A company that facilitates networking and helps people find the best places to work is also a best place to work itself. LinkedIn has grown from 300 employees just 10 years ago to more than 12,000 employees today. Part of the reason for LinkedIn’s success has been its commitment to a strong company culture. Through times of growth and transition, the culture and core principles have stayed the same.
“The tenants of the culture are still crisp, and we’re as true to them as we were back then,” says LinkedIn Vice President of Talent Solutions, Careers, and Learning Dan Shapero. “Of course as you get bigger, the way the organization comes together and the way you run the company scales, but the principles that we operate by have been amazingly consistent over the ten years that I’ve been here.”
Shapero describes LinkedIn as a place where people work really hard because they’re connected to the work they’re doing. The company makes a huge effort to be a place where employees love coming to work. LinkedIn has a culture of people who are inspired by their work and their colleagues, who work hard, and who celebrate progress and success.

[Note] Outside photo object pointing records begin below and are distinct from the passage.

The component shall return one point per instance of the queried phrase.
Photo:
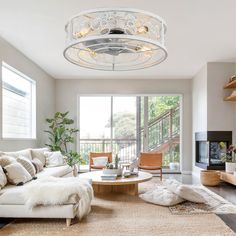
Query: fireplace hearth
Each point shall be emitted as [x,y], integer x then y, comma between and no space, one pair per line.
[211,146]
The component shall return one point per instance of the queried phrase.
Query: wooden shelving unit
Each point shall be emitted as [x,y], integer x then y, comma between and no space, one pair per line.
[230,85]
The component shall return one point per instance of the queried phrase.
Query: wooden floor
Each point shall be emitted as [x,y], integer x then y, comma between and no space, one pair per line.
[225,190]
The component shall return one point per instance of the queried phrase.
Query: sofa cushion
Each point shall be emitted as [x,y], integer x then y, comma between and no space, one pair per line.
[17,174]
[39,154]
[26,163]
[26,153]
[58,171]
[3,178]
[100,161]
[6,160]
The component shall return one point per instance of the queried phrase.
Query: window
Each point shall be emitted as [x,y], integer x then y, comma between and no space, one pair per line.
[18,104]
[127,125]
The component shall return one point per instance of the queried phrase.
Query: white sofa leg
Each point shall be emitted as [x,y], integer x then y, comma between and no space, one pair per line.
[68,222]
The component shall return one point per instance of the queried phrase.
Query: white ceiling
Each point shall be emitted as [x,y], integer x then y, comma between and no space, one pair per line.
[198,31]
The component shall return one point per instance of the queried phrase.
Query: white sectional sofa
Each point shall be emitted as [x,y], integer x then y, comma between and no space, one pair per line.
[12,203]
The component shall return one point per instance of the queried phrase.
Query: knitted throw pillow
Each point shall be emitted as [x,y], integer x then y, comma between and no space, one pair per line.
[26,163]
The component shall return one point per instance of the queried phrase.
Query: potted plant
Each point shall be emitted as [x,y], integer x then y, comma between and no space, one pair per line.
[61,136]
[229,159]
[113,168]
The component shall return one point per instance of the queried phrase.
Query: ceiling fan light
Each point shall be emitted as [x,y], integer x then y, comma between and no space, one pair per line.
[115,39]
[142,29]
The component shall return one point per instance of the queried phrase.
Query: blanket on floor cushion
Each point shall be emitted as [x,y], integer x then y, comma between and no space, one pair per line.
[189,192]
[161,196]
[58,191]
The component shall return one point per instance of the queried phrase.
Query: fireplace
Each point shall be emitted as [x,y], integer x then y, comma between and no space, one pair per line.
[211,146]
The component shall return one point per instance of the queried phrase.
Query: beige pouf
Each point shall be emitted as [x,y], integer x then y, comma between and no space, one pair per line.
[210,177]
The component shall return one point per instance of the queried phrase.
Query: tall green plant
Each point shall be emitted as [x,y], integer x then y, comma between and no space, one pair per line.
[61,134]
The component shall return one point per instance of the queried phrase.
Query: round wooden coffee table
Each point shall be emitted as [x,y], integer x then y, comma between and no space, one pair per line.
[121,185]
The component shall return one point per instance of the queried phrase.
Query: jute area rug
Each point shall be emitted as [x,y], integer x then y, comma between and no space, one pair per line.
[117,215]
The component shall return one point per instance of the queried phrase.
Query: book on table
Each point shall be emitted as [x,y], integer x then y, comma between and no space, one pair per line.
[108,176]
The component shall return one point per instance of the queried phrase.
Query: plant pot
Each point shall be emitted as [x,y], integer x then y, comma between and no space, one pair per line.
[117,172]
[75,170]
[230,167]
[210,177]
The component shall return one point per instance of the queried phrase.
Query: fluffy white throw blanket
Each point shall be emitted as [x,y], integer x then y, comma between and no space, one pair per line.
[58,191]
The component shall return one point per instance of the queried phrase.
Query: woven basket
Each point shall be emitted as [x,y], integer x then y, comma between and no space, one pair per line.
[210,177]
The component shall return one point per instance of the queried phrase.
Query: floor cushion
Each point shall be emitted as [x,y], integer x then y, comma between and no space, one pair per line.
[161,196]
[188,192]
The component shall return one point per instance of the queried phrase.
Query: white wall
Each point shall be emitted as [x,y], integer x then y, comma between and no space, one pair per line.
[199,108]
[68,90]
[45,95]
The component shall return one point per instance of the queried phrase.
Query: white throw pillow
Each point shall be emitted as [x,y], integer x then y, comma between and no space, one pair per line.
[188,192]
[100,161]
[26,153]
[17,174]
[39,154]
[54,159]
[6,160]
[27,164]
[3,178]
[161,196]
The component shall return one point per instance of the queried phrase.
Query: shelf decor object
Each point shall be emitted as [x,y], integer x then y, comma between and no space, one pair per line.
[115,39]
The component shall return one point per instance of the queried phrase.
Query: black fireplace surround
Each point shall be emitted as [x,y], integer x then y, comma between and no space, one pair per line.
[211,146]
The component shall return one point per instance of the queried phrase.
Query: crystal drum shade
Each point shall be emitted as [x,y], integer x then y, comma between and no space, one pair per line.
[115,39]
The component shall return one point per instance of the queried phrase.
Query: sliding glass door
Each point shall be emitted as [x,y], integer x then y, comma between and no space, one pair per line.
[160,127]
[108,124]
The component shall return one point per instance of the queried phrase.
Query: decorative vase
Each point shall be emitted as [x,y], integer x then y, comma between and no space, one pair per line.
[230,167]
[210,177]
[117,172]
[75,170]
[174,166]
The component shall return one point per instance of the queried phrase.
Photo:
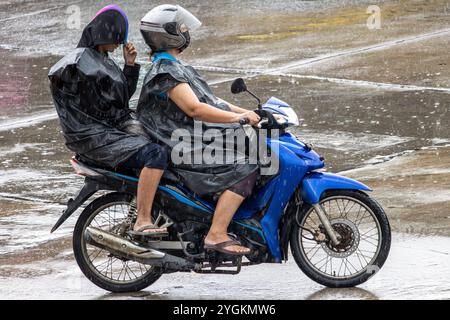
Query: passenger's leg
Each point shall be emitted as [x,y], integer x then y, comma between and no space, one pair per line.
[153,158]
[227,206]
[148,185]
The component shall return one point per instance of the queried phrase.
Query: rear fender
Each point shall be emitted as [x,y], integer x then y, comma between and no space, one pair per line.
[316,183]
[89,189]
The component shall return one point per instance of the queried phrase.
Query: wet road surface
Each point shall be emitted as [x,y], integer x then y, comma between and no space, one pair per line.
[374,102]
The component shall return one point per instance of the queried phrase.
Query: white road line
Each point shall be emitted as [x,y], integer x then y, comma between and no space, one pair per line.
[27,121]
[369,84]
[30,14]
[377,47]
[250,73]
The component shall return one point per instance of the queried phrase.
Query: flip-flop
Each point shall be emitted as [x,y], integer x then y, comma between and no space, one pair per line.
[221,247]
[153,231]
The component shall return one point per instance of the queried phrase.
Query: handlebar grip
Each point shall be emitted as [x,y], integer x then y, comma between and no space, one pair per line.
[244,121]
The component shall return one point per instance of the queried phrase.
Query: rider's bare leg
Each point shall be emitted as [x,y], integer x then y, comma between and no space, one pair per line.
[227,206]
[148,185]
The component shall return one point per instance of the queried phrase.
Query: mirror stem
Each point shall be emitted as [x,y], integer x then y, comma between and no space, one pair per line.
[254,96]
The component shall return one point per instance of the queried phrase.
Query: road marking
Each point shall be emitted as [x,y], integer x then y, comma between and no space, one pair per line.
[27,121]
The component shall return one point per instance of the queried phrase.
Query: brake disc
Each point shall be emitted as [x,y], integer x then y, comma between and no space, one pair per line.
[349,236]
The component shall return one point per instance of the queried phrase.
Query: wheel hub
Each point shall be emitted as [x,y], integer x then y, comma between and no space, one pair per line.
[348,235]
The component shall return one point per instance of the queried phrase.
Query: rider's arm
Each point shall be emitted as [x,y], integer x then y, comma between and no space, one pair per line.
[233,108]
[184,97]
[132,75]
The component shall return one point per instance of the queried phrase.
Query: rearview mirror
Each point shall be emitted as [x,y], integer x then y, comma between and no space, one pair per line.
[238,86]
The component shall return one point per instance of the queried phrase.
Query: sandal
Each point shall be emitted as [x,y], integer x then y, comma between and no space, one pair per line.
[153,231]
[221,247]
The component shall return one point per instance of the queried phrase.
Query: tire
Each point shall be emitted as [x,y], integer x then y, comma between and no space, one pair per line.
[148,277]
[374,265]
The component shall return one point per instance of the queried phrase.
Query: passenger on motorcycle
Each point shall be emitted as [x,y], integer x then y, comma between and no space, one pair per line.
[91,95]
[175,96]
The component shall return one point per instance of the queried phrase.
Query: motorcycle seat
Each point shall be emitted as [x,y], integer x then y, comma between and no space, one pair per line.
[168,175]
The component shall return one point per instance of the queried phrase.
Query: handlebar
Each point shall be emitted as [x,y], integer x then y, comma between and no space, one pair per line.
[267,120]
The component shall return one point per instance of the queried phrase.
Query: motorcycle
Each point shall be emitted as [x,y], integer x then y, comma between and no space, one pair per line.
[338,235]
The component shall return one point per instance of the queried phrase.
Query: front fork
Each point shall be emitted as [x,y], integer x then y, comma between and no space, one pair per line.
[326,223]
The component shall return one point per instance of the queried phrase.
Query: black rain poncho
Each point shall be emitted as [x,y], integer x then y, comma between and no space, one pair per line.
[161,117]
[91,95]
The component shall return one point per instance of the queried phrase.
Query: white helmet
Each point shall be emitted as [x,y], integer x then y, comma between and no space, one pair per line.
[167,27]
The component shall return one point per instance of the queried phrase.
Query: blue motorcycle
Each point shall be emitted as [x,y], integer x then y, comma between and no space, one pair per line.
[338,235]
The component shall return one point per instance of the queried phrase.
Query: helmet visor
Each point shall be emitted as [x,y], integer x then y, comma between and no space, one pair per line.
[188,19]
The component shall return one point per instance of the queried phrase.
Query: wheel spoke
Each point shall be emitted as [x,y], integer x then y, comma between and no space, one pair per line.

Every two weeks, CEO Jeff Weiner hosts an all hands meeting where he shares what’s happening with the company. His transparency helps employees feel connected to the organization. Weiner also goes in depth on various parts of the company that every employee might not know about, which builds a sense of unity and ownership. LinkedIn also has regular InDays where employees are encouraged to clear their day to invest in themselves and their teams. A recent InDay was focused on learning and featured a friendly competition between teams about who could learn the most. Connecting with the people around you and investing in yourself is a big part of the LinkedIn culture.

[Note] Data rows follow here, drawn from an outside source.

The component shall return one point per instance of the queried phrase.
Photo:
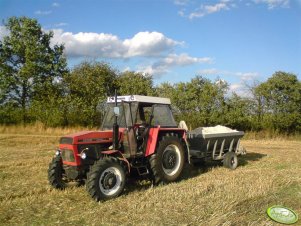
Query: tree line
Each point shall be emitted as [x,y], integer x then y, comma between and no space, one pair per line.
[36,85]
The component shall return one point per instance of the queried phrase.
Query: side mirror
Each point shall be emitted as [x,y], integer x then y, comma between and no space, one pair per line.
[116,111]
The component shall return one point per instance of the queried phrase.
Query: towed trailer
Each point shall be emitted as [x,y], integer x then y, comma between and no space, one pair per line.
[215,143]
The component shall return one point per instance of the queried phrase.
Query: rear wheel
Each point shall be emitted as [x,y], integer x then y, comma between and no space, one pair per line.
[168,161]
[106,179]
[56,173]
[230,160]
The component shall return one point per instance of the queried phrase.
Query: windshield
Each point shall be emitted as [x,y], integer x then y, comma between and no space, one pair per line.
[162,116]
[127,113]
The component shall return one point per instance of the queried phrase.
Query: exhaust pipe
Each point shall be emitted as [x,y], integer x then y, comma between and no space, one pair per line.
[116,126]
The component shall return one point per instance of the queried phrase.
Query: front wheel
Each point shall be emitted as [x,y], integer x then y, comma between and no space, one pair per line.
[56,173]
[106,179]
[168,161]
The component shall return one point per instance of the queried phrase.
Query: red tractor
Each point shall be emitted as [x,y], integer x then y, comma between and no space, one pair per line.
[138,134]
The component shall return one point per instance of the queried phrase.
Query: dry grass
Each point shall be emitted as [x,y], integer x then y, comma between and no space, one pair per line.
[269,174]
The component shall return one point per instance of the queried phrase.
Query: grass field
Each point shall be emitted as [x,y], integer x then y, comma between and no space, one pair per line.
[269,174]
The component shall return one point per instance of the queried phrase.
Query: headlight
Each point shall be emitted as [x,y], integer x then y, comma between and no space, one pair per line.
[83,155]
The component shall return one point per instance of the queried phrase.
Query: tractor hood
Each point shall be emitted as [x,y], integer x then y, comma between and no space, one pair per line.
[89,137]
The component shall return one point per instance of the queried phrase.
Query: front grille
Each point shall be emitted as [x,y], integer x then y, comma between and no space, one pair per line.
[68,155]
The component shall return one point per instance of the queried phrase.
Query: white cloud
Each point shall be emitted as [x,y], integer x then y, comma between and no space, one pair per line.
[244,76]
[61,24]
[274,3]
[181,2]
[247,76]
[3,32]
[55,4]
[204,10]
[40,12]
[209,71]
[172,60]
[146,44]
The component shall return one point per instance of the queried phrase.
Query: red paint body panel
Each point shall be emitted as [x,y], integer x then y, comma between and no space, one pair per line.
[75,152]
[153,138]
[87,137]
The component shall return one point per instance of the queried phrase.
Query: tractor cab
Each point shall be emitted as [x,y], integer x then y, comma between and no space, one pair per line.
[138,115]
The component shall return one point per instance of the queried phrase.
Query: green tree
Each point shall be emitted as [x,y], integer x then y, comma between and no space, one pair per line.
[87,86]
[281,95]
[131,83]
[29,65]
[199,102]
[239,112]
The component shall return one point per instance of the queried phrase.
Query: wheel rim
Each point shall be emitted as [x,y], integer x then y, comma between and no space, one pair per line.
[171,160]
[233,162]
[110,181]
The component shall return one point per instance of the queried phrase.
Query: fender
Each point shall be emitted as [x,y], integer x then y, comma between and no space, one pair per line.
[120,156]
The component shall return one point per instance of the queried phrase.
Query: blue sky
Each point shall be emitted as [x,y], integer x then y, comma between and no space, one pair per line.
[236,40]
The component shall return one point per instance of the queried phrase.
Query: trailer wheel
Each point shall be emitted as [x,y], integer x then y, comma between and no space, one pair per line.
[106,179]
[230,160]
[168,161]
[56,172]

The culture is about more than just the perks, although there are plenty of those. Each employee gets an annual budget to apply to anything that would make their life easier, from a babysitter to a gym membership. The self-directed program offers flexibility to whatever each individual employee needs. Perks are a nice part of working at LinkedIn, but they aren’t the only reason people work there. The culture and core principles run much deeper.

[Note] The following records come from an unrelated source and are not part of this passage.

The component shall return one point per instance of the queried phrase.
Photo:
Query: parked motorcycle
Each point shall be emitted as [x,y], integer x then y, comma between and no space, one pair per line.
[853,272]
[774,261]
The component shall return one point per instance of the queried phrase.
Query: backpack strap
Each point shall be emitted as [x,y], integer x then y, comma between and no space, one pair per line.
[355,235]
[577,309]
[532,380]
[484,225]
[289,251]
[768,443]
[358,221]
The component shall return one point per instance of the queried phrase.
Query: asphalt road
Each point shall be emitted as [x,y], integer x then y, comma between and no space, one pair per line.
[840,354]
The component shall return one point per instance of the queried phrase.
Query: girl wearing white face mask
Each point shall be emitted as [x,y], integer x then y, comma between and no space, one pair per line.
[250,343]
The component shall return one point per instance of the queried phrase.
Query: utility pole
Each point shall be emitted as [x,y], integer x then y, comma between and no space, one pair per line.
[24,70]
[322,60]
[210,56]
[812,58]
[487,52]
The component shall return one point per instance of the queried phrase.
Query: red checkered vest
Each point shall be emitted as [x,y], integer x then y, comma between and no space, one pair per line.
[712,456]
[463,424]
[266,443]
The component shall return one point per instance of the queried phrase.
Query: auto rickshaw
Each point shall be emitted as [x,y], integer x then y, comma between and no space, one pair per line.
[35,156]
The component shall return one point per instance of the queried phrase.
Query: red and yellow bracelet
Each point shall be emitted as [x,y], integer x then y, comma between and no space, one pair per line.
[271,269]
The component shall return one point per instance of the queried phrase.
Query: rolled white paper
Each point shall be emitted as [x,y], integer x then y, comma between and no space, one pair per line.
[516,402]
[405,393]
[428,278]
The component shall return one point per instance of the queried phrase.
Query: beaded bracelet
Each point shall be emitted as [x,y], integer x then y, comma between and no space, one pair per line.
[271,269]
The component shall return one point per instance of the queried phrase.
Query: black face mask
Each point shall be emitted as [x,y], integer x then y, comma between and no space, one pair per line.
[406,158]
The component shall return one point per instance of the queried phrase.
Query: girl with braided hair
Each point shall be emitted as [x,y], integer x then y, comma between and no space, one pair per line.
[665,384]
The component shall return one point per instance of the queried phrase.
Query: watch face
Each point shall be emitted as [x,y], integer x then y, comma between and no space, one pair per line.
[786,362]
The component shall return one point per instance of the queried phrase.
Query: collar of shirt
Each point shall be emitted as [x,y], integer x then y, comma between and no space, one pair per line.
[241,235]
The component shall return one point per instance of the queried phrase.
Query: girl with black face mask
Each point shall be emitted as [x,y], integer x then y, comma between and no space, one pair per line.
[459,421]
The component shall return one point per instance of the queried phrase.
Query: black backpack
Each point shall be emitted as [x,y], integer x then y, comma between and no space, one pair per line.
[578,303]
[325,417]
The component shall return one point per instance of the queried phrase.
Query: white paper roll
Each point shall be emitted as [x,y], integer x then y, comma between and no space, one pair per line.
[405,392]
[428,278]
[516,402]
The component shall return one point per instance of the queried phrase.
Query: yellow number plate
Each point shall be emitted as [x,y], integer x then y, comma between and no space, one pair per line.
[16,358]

What can other companies learn from LinkedIn? Investing in your people is crucial. Today, companies win and lose based on their employees. Finding and keeping top talent is difficult, but it’s vitally important. People want to work for organizations where they are empowered and valued. As Shapero says, part of doing good business is creating a place where each person shows up to do their best work. Companies need to embrace their employees and create a culture where that can happen.
People work harder when they are engaged in their work and connected to a cause. Last year, Shapero’s team helped 4 million people find jobs. Because employees can see how their work impacts individuals and the world, they are motivated to work hard and give their best effort. Everyone is different, and recognizing that everyone reaches peak performance in their own way drives business outcomes.
A strong company culture doesn’t change with trends and new technology. Take time to identify solid principles, and then stand by them. Focus on employees and help them feel engaged.
Not every company can be LinkedIn, but every company can (and should) have a solid culture that values employees and creates an environment where people are excited to come to work.